Assyriska Föreningen i Norrköping
- Full name: Assyriska Föreningen i Norrköping
- Founded: 1977
- Dissolved: 2021
- Ground: Mamre IP Norrköping Sweden
| Home colours | Away colours |

= Assyriska Föreningen i Norrköping =

Swedish football club

Assyriska Föreningen i Norrköping, abbreviated Assyriska IF, was a Swedish football club located in Norrköping.

They merged with IK Derik and Azech SF to form ADAS United in 2021.

==Background==
Assyriska IF were founded in 1977 to serve the Assyrian community in Norrköping.
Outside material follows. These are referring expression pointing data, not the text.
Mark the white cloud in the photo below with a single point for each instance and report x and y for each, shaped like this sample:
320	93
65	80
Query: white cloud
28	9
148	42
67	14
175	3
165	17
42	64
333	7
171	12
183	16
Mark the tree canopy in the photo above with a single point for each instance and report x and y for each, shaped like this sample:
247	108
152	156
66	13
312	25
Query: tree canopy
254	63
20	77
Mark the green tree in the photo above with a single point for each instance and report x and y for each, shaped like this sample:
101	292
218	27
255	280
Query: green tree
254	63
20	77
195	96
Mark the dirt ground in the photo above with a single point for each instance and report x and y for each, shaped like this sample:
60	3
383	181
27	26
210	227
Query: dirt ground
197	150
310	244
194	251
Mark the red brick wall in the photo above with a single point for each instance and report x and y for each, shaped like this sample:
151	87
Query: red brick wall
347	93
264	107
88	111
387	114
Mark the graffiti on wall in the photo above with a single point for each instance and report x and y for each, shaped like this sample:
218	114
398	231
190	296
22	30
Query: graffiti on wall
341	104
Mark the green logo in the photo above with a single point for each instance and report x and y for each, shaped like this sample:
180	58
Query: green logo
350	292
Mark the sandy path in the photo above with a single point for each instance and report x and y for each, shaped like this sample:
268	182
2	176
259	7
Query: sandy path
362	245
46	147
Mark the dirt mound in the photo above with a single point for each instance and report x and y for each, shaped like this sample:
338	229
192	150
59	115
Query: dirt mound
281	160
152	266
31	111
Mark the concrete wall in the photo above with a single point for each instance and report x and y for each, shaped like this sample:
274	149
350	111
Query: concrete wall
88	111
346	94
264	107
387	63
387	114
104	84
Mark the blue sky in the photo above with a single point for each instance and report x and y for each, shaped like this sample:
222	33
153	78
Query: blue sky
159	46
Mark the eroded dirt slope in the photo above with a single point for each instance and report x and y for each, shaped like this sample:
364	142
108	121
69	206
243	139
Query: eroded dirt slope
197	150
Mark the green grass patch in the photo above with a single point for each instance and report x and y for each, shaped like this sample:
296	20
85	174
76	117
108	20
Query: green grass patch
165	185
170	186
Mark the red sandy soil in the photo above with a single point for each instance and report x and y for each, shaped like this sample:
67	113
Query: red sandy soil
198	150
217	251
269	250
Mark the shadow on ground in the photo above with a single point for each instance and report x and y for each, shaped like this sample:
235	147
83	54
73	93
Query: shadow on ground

Today there are players, officials and supporters of several different nationalities, not just the Assyrians.

Since their foundation, Assyriska IF has participated mainly in the middle and lower divisions of the Swedish football league system. The club currently plays in Division 2 Södra Svealand which is the fourth tier of Swedish football. They play their home matches at the Mamre IP in Norrköping.

Assyriska IF are affiliated to the Östergötlands Fotbollförbund.

==Season to season==

| Season | Level | Division | Section | Position | Movements |
|---|---|---|---|---|---|
| 1999 | Tier 5 | Division 4 | Östergötland Östra | 10th |  |
| 2000 | Tier 5 | Division 4 | Östergötland Östra | 4th |  |
| 2001 | Tier 5 | Division 4 | Östergötland Östra | 8th |  |
| 2002 | Tier 5 | Division 4 | Östergötland Östra | 6th |  |
| 2003 | Tier 5 | Division 4 | Östergötland Östra | 2nd | Promotion Playoffs |
| 2004 | Tier 5 | Division 4 | Östergötland Östra | 2nd | Promotion Playoffs |
| 2005 | Tier 5 | Division 4 | Östergötland Östra | 2nd | Promotion Playoffs – Promoted |
| 2006* | Tier 5 | Division 3 | Nordöstra Götaland | 3rd |  |
| 2007 | Tier 5 | Division 3 | Nordöstra Götaland | 2nd | Promotion Playoffs |
| 2008 | Tier 5 | Division 3 | Nordöstra Götaland | 2nd | Promotion Playoffs |
| 2009 | Tier 5 | Division 3 | Nordöstra Götaland | 4th |  |
| 2010 | Tier 5 | Division 3 | Nordöstra Götaland | 1st | Promoted |
| 2011 | Tier 4 | Division 2 | Södra Svealand | 8th |  |
| 2012 | Tier 4 | Division 2 | Östra Götaland | 9th |  |
| 2013 | Tier 4 | Division 2 | Södra Svealand | 12th |  |

- League restructuring in 2006 resulted in a new division being created at Tier 3 and subsequent divisions dropping a level.

==Attendances==
In recent seasons Assyriska Föreningen i Norrköping have had the following average attendances:

| Season | Average attendance | Division / Section | Level |
|---|---|---|---|
| 2005 | Not available | Div 4 Östergötland Östra | Tier 5 |
| 2006 | 82 | Div 3 Nordöstra Götaland | Tier 5 |
| 2007 | 70 | Div 3 Nordöstra Götaland | Tier 5 |
| 2008 | 98 | Div 3 Nordöstra Götaland | Tier 5 |
| 2009 | 116 | Div 3 Nordöstra Götaland | Tier 5 |
| 2010 | 144 | Div 3 Nordöstra Götaland | Tier 5 |

- Attendances are provided in the Publikliga sections of the Svenska Fotbollförbundet website.